È un titolo criptico, fa pensare immediatamente alle forze istintuali che ci abitano, che ci vengono date, che non possiamo eludere, che tentiamo di gestire, secondo le regole sancite dalla civiltà. Il cervo come animale totem per i Nativi Americani rappresenta l’amore incoercibile, infatti i cervi in calore devono accoppiarsi a ogni costo e sfidano anche la morte pur di realizzare il loro intento. Il loro bramito è drammatico, ancor più che un canto amoroso assomiglia a un pianto, a un lamento in punto di morte. Essere protetto dal cervo ha dunque un valore ambivalente; da una parte il totem accoglie il suo accolito entro la cerchia del clan, dei simili, degli affini, esseri estremisti, lo preserva, e i toni della poesia di Aráoz sono espressionisti ed estremi:
"Gli scrivo con la pioggia di un istante / e di una bocca che sapendo essere ritrosa / ha potuto aprirsi al desiderio. / Che cos’è stato? Un incantesimo di serpenti di un secondo / impossibile in un secolo indicibile?"
L’amore è imprescindibile, inevitabile, serpentiforme, è totalità. Ma, ed ecco l’ambivalenza, è un valore che non è del tempo, dura un secondo, simbolo di impermanenza. L’amore muore. Ma si protrae nella scrittura che preserva e diventa redenzione:
"L’infinito ormai se n’è andato / però con lui scivolo / ballando cantando / con la parola sulla lingua".
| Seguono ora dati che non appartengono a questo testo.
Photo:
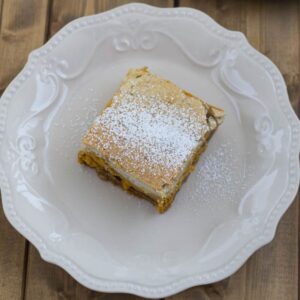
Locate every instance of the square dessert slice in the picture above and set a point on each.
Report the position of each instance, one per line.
(149, 137)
Altre volte invece l’incontro è la fine, detto in modo rovinoso, con una potenza e una constatazione che non ammette repliche:
"Con le sue labbra / ha percorso segreti / di un corpo. / Ho tremato. / Siamo tornati ad amarci. / Nel dopo / che resta negli occhi / mi ha fucilato".
L’amore, il corpo, la morte sono intimamente legati. Il sesso è un valore da celebrare senza reticenze:
"Lo sguardo si fa fiume / e il fiume guarda il sesso impunemente, / e il sesso si fa fiume".
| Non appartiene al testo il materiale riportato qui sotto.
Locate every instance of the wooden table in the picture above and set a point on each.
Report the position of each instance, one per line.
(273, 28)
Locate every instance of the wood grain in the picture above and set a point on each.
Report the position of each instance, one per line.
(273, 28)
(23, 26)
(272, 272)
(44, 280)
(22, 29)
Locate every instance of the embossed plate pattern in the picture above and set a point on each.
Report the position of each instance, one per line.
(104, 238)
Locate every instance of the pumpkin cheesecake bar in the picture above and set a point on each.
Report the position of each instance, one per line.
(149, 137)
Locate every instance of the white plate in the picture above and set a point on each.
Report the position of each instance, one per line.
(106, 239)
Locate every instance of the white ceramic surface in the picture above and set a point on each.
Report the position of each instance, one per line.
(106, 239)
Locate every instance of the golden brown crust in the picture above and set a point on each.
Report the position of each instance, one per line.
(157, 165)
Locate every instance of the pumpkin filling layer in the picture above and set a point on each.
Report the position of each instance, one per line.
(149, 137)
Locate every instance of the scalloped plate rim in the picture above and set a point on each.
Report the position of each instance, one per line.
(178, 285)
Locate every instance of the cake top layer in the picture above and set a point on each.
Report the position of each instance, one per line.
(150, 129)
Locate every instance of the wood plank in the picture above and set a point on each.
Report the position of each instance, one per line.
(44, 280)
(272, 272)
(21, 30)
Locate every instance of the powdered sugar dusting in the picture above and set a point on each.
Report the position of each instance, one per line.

Aráoz sa che nell’eros sta il senso della vita, cita Freud nei suoi epitaffi di vita commista alla morte che non è tale, ma pure Anaïs Nin, e di quest’ultima è la dichiarazione:
"L’erotismo è una delle basi della / conoscenza di se stesso, / tanto indispensabile/ come la poesia".
La sessualità è vissuta come infinito, in modo mistico la morte non è morte, continua a essere vita anche dopo, qui, con una consapevolezza che non ha bisogno di spiegazioni né dimostrazioni; è una eternità apodittica, oracolare. L’eternità è nella magia del nome, come quando in modo surreale lei, io narrante ma io universale, immagina la scena del suo funerale:
"Il mio nome nella cassa sembra smeraldo / e rido la mia fame di disperazione / è stato un istante degli dei nel teatro della commedia. / [...] Sono morta, però neanche da morta ho perso / il mio nome".
Nell lirica Cimitero che apre la raccolta, dedicata al padre, si legge:
"Mio padre è morto e leggo le sue parole / nella mia parola, / e vedo negli occhi di mio padre".
Il travasarsi dai morti ai vivi senza soluzione di continuità è un sentimento più intenso di qualunque perdita enumerata. Fa parte di una credenza atavica, millenaria, che la poeta riesuma, attualizza. In ciò simile a Rilke nelle Elegie. E sebbene il corpo in fine sia "sotto", sottoterra, esso diventa letto del fiume vitale inarrestabile:
"L’uomo legge il destino del corpo / sotto il fiume / che mai si ferma".
Il fascino di questi versi sta nel superare la ragione discorsiva, nel puntare totalmente all’istinto, nel riappropriarsi di una saggezza al femminile. Non per nulla Aráoz riprende Emily Dickinson: "Tutto è uguale da tutte le parti / diceva Emily".
Infatti: per tutti è destino amare, morire, in qualche modo perdurare. Scriverlo è sempre necessario.